Depuis les événements du 11 septembre 2001, la pratique du profilage est de plus en plus courante dans la lutte antiterroriste, qu’il s’agisse des initiatives d’extraction de données pour identifier les supposés terroristes « dormants » en Allemagne, des interpellations en vertu de la Loi relative au terrorisme de 2000 en Grande-Bretagne ou de la politique de l’Union européenne. La crainte de nouveaux attentats crée une nouvelle forme de profilage « terroriste » – des musulmans ou des personnes d’origine moyen-orientale sont victimes de discrimination au nom de la sécurité nationale. Cette approche n’est pas acceptable.

Avant de poursuivre, il convient de faire la distinction entre les différents types de profilage. Dans les enquêtes criminelles, il est nécessaire de déterminer des indicateurs physiques, psychologiques ou comportementaux qui seront susceptibles de relier un certain type de personne à un crime donné. Ils sont utiles pour les forces de l’ordre, étant donné qu’ils peuvent leur permettre de circonscrire les recherches. En principe, le profilage doit donc être considéré comme un outil légitime de la répression.

Or cette technique a été appliquée de façon très problématique dans la lutte contre le terrorisme. Les indicateurs utilisés comportaient des caractéristiques aussi générales que larges, comme la race, l’appartenance ethnique, l’origine nationale ou la religion.

Le risque de discrimination associé à la pratique du profilage est assurément élevé : une action répressive qui s’appuie sur des motifs comme la race ou la couleur de la peau peut enfreindre le principe de la non discrimination, tel qu’il est consacré par l’article 14 de la Convention européenne des droits de l’homme.

La Commission européenne contre le racisme et l’intolérance (ECRI) a fait part de ses préoccupations concernant les conséquences des méthodes utilisées dans la lutte contre le terrorisme dans une recommandation. Certains groupes de personnes, notamment des minorités visibles, sont devenus particulièrement vulnérables au racisme et/ou à la discrimination raciale dans de nombreux domaines de la vie publique, en particulier lorsqu’ils font l’objet de contrôles par des agents des forces de l’ordre.

L’Open Society Justice Initiative, qui a observé cette tendance en Europe depuis trois ans, a conclu dans une récente publication que le profilage ethnique est désormais largement répandu. Cette technique peut comprendre des interpellations policières, l’extraction de données, ou des contrôles d’identité massifs sur les lieux de travail, dans les entreprises ou les habitations.

Cette question fera l’objet de la prochaine recommandation (n° 11) de l’ECRI, qui portera sur le thème de la lutte contre le racisme et la discrimination raciale dans les activités de la police, et qui préconisera notamment l’interdiction des contrôles au faciès.

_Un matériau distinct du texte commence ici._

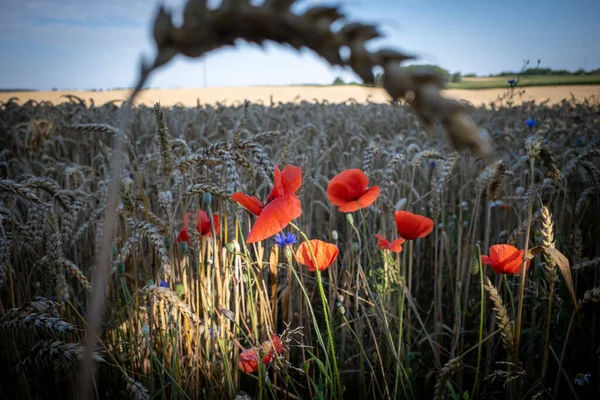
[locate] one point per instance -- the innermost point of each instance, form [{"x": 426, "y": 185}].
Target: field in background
[
  {"x": 332, "y": 94},
  {"x": 501, "y": 82},
  {"x": 417, "y": 325}
]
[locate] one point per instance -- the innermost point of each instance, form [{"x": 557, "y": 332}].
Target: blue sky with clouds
[{"x": 85, "y": 44}]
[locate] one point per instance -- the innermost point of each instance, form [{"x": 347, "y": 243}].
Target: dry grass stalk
[
  {"x": 205, "y": 29},
  {"x": 445, "y": 373},
  {"x": 6, "y": 185},
  {"x": 548, "y": 241},
  {"x": 504, "y": 322},
  {"x": 76, "y": 272},
  {"x": 498, "y": 171},
  {"x": 171, "y": 297},
  {"x": 592, "y": 295},
  {"x": 521, "y": 229},
  {"x": 58, "y": 352}
]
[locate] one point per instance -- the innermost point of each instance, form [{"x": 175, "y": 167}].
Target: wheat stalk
[{"x": 504, "y": 322}]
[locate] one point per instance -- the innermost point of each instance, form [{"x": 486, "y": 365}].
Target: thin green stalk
[
  {"x": 288, "y": 255},
  {"x": 152, "y": 355},
  {"x": 547, "y": 339},
  {"x": 336, "y": 375},
  {"x": 481, "y": 318},
  {"x": 524, "y": 264}
]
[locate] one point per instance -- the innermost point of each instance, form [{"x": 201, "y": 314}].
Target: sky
[{"x": 90, "y": 44}]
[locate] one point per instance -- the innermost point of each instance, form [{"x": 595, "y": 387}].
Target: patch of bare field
[{"x": 333, "y": 94}]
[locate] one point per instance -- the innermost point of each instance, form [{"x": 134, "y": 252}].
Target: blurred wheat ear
[{"x": 204, "y": 30}]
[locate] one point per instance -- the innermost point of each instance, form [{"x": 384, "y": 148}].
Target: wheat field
[
  {"x": 415, "y": 249},
  {"x": 295, "y": 94}
]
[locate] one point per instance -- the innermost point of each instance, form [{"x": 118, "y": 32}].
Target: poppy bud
[
  {"x": 230, "y": 247},
  {"x": 350, "y": 219},
  {"x": 474, "y": 266},
  {"x": 183, "y": 247}
]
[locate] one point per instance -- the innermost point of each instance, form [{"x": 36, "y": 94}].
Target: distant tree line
[
  {"x": 550, "y": 71},
  {"x": 457, "y": 76}
]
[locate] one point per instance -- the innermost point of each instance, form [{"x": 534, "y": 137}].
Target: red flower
[
  {"x": 281, "y": 208},
  {"x": 384, "y": 244},
  {"x": 412, "y": 226},
  {"x": 272, "y": 348},
  {"x": 248, "y": 361},
  {"x": 183, "y": 235},
  {"x": 505, "y": 259},
  {"x": 202, "y": 226},
  {"x": 348, "y": 190},
  {"x": 203, "y": 223},
  {"x": 325, "y": 254}
]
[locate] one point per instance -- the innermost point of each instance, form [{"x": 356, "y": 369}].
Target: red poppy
[
  {"x": 505, "y": 259},
  {"x": 348, "y": 190},
  {"x": 384, "y": 244},
  {"x": 183, "y": 235},
  {"x": 202, "y": 226},
  {"x": 248, "y": 361},
  {"x": 281, "y": 208},
  {"x": 271, "y": 349},
  {"x": 412, "y": 226},
  {"x": 325, "y": 254}
]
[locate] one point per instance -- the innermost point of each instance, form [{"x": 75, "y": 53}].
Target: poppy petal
[
  {"x": 250, "y": 203},
  {"x": 365, "y": 200},
  {"x": 347, "y": 186},
  {"x": 291, "y": 179},
  {"x": 412, "y": 226},
  {"x": 382, "y": 242},
  {"x": 248, "y": 361},
  {"x": 485, "y": 260},
  {"x": 183, "y": 235},
  {"x": 277, "y": 190},
  {"x": 396, "y": 245},
  {"x": 274, "y": 217}
]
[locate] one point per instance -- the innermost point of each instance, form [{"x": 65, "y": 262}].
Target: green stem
[
  {"x": 481, "y": 317},
  {"x": 336, "y": 375},
  {"x": 524, "y": 264}
]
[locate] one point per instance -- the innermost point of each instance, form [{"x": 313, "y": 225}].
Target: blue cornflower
[
  {"x": 283, "y": 239},
  {"x": 532, "y": 123},
  {"x": 582, "y": 379}
]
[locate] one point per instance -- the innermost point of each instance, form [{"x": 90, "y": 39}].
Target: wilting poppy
[
  {"x": 271, "y": 349},
  {"x": 203, "y": 226},
  {"x": 248, "y": 361},
  {"x": 281, "y": 208},
  {"x": 505, "y": 259},
  {"x": 283, "y": 239},
  {"x": 532, "y": 123},
  {"x": 384, "y": 244},
  {"x": 325, "y": 254},
  {"x": 412, "y": 226},
  {"x": 183, "y": 235},
  {"x": 348, "y": 190}
]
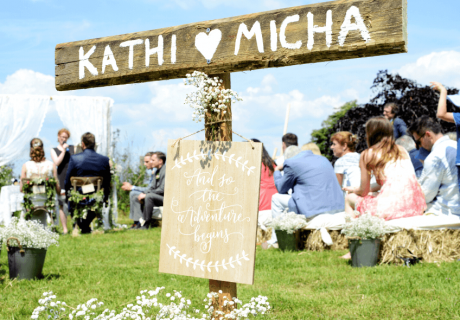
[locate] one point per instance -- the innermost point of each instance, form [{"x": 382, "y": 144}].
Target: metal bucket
[
  {"x": 39, "y": 199},
  {"x": 25, "y": 263},
  {"x": 286, "y": 241},
  {"x": 364, "y": 253}
]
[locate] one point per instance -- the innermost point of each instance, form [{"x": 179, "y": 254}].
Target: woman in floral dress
[{"x": 400, "y": 194}]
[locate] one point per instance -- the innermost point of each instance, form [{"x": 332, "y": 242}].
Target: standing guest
[
  {"x": 267, "y": 182},
  {"x": 88, "y": 164},
  {"x": 408, "y": 143},
  {"x": 313, "y": 147},
  {"x": 61, "y": 157},
  {"x": 38, "y": 167},
  {"x": 439, "y": 179},
  {"x": 135, "y": 209},
  {"x": 289, "y": 139},
  {"x": 346, "y": 168},
  {"x": 400, "y": 194},
  {"x": 154, "y": 195},
  {"x": 449, "y": 117},
  {"x": 390, "y": 111}
]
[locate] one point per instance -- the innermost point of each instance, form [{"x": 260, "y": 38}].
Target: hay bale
[{"x": 428, "y": 245}]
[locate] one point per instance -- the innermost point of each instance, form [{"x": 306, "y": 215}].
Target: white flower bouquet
[
  {"x": 366, "y": 226},
  {"x": 30, "y": 233},
  {"x": 153, "y": 304},
  {"x": 209, "y": 97},
  {"x": 289, "y": 222}
]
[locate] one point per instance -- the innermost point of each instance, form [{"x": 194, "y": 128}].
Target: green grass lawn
[{"x": 115, "y": 266}]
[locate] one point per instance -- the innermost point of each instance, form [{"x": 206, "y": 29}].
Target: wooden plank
[
  {"x": 210, "y": 210},
  {"x": 115, "y": 60}
]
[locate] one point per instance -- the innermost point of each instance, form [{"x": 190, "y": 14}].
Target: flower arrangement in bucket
[
  {"x": 82, "y": 203},
  {"x": 285, "y": 226},
  {"x": 26, "y": 242},
  {"x": 363, "y": 235},
  {"x": 209, "y": 98},
  {"x": 151, "y": 304}
]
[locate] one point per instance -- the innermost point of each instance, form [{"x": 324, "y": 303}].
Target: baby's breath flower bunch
[
  {"x": 366, "y": 226},
  {"x": 150, "y": 304},
  {"x": 209, "y": 97},
  {"x": 30, "y": 233},
  {"x": 289, "y": 222}
]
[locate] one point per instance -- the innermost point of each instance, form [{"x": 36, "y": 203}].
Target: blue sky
[{"x": 150, "y": 113}]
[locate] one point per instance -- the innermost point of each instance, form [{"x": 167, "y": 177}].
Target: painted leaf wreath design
[
  {"x": 189, "y": 261},
  {"x": 218, "y": 156}
]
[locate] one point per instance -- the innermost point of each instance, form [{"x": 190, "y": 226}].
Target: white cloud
[
  {"x": 437, "y": 66},
  {"x": 28, "y": 82}
]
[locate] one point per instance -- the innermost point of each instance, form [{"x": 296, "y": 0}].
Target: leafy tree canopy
[{"x": 414, "y": 100}]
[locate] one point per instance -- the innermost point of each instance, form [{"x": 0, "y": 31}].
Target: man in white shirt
[{"x": 439, "y": 179}]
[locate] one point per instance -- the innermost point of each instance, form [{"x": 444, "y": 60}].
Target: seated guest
[
  {"x": 390, "y": 111},
  {"x": 289, "y": 139},
  {"x": 135, "y": 210},
  {"x": 408, "y": 143},
  {"x": 153, "y": 196},
  {"x": 439, "y": 179},
  {"x": 400, "y": 194},
  {"x": 312, "y": 147},
  {"x": 315, "y": 189},
  {"x": 346, "y": 168},
  {"x": 88, "y": 164},
  {"x": 267, "y": 182}
]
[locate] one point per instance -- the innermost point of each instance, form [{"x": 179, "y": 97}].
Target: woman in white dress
[{"x": 38, "y": 167}]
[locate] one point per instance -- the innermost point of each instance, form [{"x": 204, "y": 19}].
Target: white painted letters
[
  {"x": 158, "y": 50},
  {"x": 109, "y": 59},
  {"x": 273, "y": 36},
  {"x": 207, "y": 44},
  {"x": 130, "y": 44},
  {"x": 315, "y": 29},
  {"x": 84, "y": 62},
  {"x": 256, "y": 30},
  {"x": 348, "y": 26},
  {"x": 283, "y": 41}
]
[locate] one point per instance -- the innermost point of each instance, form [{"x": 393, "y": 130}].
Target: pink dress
[
  {"x": 401, "y": 195},
  {"x": 267, "y": 189}
]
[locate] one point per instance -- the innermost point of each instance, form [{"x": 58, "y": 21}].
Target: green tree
[{"x": 321, "y": 136}]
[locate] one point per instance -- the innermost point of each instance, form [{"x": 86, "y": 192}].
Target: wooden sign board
[
  {"x": 210, "y": 210},
  {"x": 335, "y": 30}
]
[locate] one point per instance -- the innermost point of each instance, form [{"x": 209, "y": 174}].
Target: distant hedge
[{"x": 414, "y": 100}]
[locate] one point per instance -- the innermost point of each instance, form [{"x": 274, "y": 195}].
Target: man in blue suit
[
  {"x": 390, "y": 111},
  {"x": 315, "y": 189},
  {"x": 88, "y": 164}
]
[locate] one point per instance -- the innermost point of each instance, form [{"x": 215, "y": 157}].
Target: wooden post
[{"x": 224, "y": 133}]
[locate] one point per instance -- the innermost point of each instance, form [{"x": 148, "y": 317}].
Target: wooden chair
[{"x": 81, "y": 181}]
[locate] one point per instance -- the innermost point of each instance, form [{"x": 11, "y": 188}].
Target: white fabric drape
[
  {"x": 87, "y": 114},
  {"x": 21, "y": 118}
]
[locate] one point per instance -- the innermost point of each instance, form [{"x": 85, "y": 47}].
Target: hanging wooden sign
[
  {"x": 210, "y": 210},
  {"x": 319, "y": 32}
]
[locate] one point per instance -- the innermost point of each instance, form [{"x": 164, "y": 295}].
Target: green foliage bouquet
[
  {"x": 82, "y": 203},
  {"x": 366, "y": 226},
  {"x": 50, "y": 203},
  {"x": 289, "y": 222}
]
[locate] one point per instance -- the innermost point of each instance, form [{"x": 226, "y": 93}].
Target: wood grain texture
[
  {"x": 385, "y": 20},
  {"x": 190, "y": 217}
]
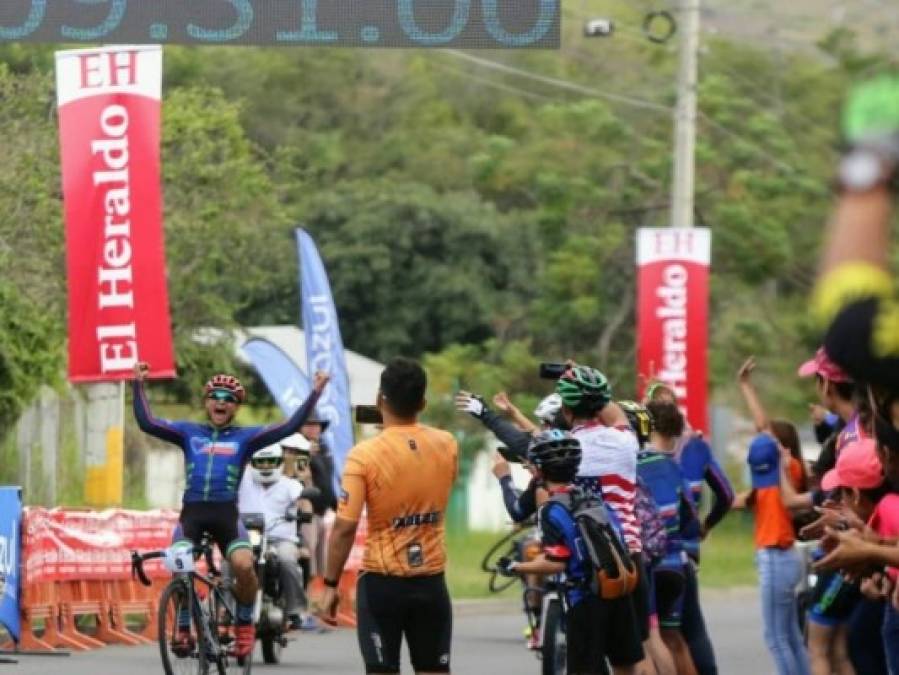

L’hypothèse sous-jacente du profilage terroriste est dangereuse, dans la mesure où elle tend à associer les jeunes gens de confession musulmane ou d’apparence moyen-orientale aux activités terroristes. Le résultat de ce préjugé est qu’un grand nombre de personnes totalement innocentes sont harcelées et traitées comme des suspects, sans raison valable.

En raison de la complexité du terrorisme dans le monde et de l’évolution constante des buts et des méthodes des terroristes, il est difficile de mettre au point des profils précis. Les groupes terroristes eux-mêmes sont sans aucun doute avertis de l’existence de ces profils et cherchent à recruter des personnes qui ne correspondent pas aux profils types.

En outre, rien ne prouve que le profilage ait été efficace dans la lutte contre le terrorisme jusqu’à présent. Les profils étant trop généraux, la police procède à des opérations de trop grande envergure, d’où une perte de temps et un gaspillage des ressources.

Le profilage terroriste peut aussi être contreproductif. Il a tendance à rendre hostile et humilier de larges franges de population. Dans le même temps, il « légitime » la discrimination aux yeux du grand public de la façon la plus fâcheuse qui soit. Le résultat est qu’il divise la société et dresse le groupe stigmatisé contre les forces de l’ordre.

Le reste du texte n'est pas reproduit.